PR as a second career: How I moved from office manager to PR consultant

This is the story of a public relations professional’s chance journey into the world of communications.

I joined ‘The PRactice’ in 2007 but it seems like yesterday. It’s hard to believe it has been ten years already! 

When I joined The PRactice, I was the mother of a three-year-old toddler; today he is a teenager and now I have a younger daughter as well. Initially my role at The ‘PRactice’ was that of office manager for the Delhi office, a role I held for close to four years. After that, I took a break, to manage my family and home. 

One and a half years later, when I wanted to get back to work, I could not think of applying anywhere else but ‘The PRactice’. As the office manager role was not available, I was offered the role of assisting the client servicing team at the backend. We had just on-boarded a few new clients and were running short on team members. I was a bit sceptical as it entailed that I had to negate all the previous experience that I had and start afresh. However, I took that leap of faith and accepted the role. 

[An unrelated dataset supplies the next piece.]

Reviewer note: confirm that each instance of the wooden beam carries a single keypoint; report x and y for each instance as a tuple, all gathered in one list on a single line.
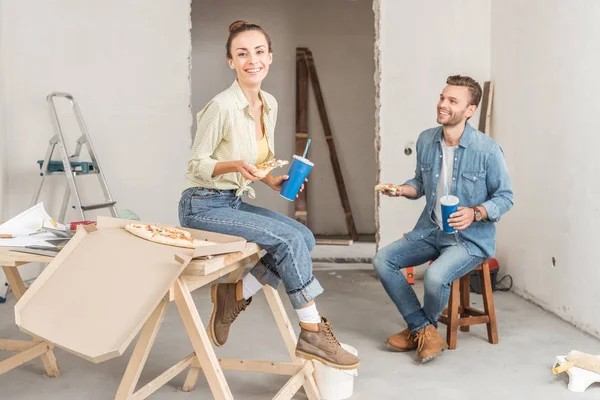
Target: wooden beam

These past five years have been the most exciting roller coaster ride of my life. I have had incredibly high points to ridiculously low points. One thing that these five years were not – they were not easy. Starting all over again when my peers in terms of age, have reached a certain level career wise, was hard. I guess that was one of the most difficult decisions that I ever made. Sometimes even now, I have bouts of doubt, when I wonder if it was the right decision.

While transitioning to my new role, I made sure not only to read a lot about my new clients, but also to dive into my new industry to gain as much knowledge as possible. Additionally, there were tonnes of new systems and processes to be learnt, documents to be processed and presented to the clients on time, and with no errors. 

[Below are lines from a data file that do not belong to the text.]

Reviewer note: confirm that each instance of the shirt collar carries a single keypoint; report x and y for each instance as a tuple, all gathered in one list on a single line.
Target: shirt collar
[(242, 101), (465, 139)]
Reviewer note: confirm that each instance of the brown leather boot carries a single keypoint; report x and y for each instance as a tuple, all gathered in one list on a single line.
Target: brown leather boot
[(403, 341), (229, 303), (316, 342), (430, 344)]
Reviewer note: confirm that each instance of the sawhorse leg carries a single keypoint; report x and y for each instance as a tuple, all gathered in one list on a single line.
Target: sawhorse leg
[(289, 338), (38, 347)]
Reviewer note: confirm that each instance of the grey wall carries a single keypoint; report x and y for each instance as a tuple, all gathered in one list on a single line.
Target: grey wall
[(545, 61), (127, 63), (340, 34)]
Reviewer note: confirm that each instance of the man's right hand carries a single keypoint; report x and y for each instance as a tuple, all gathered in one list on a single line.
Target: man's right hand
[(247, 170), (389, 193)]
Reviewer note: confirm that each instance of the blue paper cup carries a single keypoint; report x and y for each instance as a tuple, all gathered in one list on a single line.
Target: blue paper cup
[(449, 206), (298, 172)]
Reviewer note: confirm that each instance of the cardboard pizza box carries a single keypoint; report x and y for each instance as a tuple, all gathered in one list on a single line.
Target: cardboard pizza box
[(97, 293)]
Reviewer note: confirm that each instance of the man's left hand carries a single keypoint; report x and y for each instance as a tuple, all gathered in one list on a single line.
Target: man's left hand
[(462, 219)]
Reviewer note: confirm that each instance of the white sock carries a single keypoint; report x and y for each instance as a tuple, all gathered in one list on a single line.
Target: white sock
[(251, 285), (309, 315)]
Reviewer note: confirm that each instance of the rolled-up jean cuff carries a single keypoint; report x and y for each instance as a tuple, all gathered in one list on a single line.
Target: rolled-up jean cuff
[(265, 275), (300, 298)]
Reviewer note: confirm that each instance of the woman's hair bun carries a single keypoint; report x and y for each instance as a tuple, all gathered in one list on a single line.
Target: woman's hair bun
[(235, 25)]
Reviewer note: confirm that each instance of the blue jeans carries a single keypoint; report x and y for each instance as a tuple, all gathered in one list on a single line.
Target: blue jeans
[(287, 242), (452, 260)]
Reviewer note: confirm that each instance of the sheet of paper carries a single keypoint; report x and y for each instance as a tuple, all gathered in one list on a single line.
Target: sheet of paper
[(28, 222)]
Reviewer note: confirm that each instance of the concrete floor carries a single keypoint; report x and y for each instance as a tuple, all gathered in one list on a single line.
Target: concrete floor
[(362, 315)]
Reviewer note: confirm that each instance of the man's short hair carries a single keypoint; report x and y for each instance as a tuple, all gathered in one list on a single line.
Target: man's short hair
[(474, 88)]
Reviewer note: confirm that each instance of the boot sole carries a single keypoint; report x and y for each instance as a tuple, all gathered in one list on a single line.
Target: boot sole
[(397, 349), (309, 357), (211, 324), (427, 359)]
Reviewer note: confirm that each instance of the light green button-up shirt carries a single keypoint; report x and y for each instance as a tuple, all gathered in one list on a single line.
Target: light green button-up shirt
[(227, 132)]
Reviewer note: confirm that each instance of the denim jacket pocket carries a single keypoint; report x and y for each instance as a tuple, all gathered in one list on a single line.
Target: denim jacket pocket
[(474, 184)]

During my early days in client servicing, my entire team was available to answer any query I had, no matter how small. In fact, the entire office was so approachable and helpful. This made the switch so much easier – I would like to give a special shout-out to Ritika Kar, Gopal Kommuri and Rishu Sharma, all of whom I consider my mentors, to this very day.

So much has happened in the past five years; nerve racking first client meetings and calls, complicated documents and plans, internal reviews, et al. But perseverance pays.

Situations of drastic professional alteration can understandably be challenging, but the trick to survive such moments is to just let them pass and wait for better sense to prevail.

This transformation of my professional journey would not have been possible without the work culture that we have. Here every opportunity depends upon capabilities. The acceptance, recognition and support given to me by my co-workers and the firm has been my mainstay throughout. A workplace that offers equal opportunities is rare to find, and I am proud to be a part of such an organization. 

One lesson that I learnt in my 10 years with The PRactice, is the importance of re-invention. One must continuously re-invent, there is so much to learn both professionally and personally. 

There is a very personal observation to share from my experience. The desire to quit, to concede defeat – is the most enticing desire and giving up is the easiest thing to do. Never give up. Choose your battles carefully, then fight, with all your might. You may or may not win, but you certainly will have a story to tell thereafter.